Re: multithreading support - Squeak-dev

29 Jan 1998


      Hi.
...
I am starting prototyping effort of add native multi-threading support
to Squeak.  Any suggestions, hints, advice would be appreciated.
Just a few days ago I started thinking about the same thing. For me, the 
main reason behind this is that I have a 2 processor computer. And if I had 
access to an n processor machine, and if I was able to run Squeak on it, I would 
like to take advantage of parallel processing.
First of all, I targeted the virtual machine for making it able to run on 
multiple processors at once. I thought that the virtual machine was some kind 
of cpu I already knew, like the i80386++, the 68xxx and so on. So, as I knew 
all those, I concluded that I could use the same tricks the guys at Intel and 
Motorola came up with to improve performance on their processors, but now on 
the virtual machine. I thought it would be nice to implement the following 
things:
vm1) To split the virtual machine into synchronized core parts. The first 
two parts I thought of were the fetch-execution thing. If one process was 
dedicated to look ahead for byte codes, while another one actually executed them, 
things would go faster (twice, like). This is exactly what the Intel guys 
did on the 80486 and then on all the pentiums. They gave it a different name, 
like Branch Prediction Buffer or so. They guess what will a jump instruction 
do, and tell the prefetch queue to fill itself as if the jump instruction had 
been executed in the predicted way. Here the picture becomes clearer. Because 
usually the time consuming instructions are message sends. So, just by 
keeping track of the methods that could be executed before the virtual machine 
asks for them will improve performance.
vm2) To optimize the instruction set. This is a rather under development 
idea. The fetcher could as well translate the byte codes into some other 
representation that allowed faster execution (like actual native code, for 
instance). I don't know much about byte codes, but from what I've seen on compiled 
methods, pushes, pops and returns tend to occur in almost every method. We 
could gain extra performance if we made the virtual machine superscalar as well. 
To allow for that, we could take a look at the independence of consecutive 
byte codes, and if independent, execute them both at the same time through 
instruction pipelines (real machine threads). This is done on all Pentiums and 
also a lot of other chips. It would be great to find a way of deciding if two 
consecutive message sends are independent of each other or not.
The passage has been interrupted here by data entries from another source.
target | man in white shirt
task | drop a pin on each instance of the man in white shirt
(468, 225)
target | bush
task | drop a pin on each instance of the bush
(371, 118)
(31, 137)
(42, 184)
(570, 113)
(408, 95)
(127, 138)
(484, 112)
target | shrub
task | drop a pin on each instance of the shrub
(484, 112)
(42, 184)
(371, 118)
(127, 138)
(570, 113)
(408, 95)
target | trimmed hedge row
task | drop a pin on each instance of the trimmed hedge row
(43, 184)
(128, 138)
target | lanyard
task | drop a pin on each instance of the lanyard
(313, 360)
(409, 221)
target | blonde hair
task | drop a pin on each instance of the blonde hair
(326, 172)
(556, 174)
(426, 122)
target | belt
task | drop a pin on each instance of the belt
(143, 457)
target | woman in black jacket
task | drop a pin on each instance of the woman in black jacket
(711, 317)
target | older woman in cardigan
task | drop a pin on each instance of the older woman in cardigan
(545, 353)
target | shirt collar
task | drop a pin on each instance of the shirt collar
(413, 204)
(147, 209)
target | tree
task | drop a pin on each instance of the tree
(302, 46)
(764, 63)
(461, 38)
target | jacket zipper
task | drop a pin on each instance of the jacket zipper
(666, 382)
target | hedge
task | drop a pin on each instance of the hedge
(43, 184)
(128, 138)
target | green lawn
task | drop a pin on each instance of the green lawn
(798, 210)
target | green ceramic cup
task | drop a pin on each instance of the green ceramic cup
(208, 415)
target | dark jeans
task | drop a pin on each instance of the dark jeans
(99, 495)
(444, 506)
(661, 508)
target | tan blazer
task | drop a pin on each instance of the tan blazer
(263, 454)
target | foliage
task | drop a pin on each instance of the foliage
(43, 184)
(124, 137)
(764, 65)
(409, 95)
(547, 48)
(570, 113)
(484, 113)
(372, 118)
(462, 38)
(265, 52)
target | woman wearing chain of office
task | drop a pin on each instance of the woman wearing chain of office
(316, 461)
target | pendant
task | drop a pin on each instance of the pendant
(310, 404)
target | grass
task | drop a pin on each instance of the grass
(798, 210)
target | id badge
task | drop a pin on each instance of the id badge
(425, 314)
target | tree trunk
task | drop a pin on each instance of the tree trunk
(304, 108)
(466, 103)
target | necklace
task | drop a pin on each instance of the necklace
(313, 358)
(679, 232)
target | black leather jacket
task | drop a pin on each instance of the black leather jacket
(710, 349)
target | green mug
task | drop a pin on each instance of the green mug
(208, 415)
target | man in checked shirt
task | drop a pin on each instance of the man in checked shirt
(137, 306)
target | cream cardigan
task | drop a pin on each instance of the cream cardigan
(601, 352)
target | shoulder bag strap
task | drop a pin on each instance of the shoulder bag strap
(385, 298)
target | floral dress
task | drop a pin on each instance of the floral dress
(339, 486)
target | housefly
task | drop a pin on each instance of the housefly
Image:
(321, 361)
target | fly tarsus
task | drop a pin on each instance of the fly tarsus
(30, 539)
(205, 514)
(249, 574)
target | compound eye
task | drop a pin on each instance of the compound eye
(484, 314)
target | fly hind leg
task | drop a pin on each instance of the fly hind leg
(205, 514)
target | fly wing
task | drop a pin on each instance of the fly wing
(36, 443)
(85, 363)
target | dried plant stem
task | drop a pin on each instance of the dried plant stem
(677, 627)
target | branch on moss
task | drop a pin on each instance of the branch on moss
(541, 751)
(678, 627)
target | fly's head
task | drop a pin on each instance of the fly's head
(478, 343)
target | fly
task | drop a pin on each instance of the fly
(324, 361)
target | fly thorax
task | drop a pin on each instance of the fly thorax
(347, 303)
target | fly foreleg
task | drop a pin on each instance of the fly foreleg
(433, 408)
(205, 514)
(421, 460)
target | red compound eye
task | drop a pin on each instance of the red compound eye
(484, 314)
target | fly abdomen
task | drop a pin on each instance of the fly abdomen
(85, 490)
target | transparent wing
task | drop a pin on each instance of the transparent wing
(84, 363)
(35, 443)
vm3) Split the virtual machine responsibility into a kind of virtual 
chipset stuff, consisting of a virtual cpu, a virtual bitblter, a virtual port 
manager and so on. For instance, we could decouple screen generation from what 
the virtual cpu is actually doing. The same goes with sound, communication and 
so. Some kind of separate memory image spaces and a kind of bus could be the 
thing to do. This was done on the Amiga. For all of you that used one, do you 
remember what the XT was with a similarly fast cpu? The difference was in 
the custom chips that released the cpu from doing heavy stuff as bitblitting, 
sound mixing and screen updating. Especially now, when screen updating can be 
so time consuming. To allow this, the Amiga used the 68000 cpu family from 
Motorola. Those cpus are very interesting, because besides twin 
data-instruction buses, orthogonal instruction set and a lot of registers they allowed 
asynchronous port management. That is, the cpu instructs the serial port to send a 
byte and continues executing instructions regardless of what the serial port 
is now doing. This doesn't happen on all chips.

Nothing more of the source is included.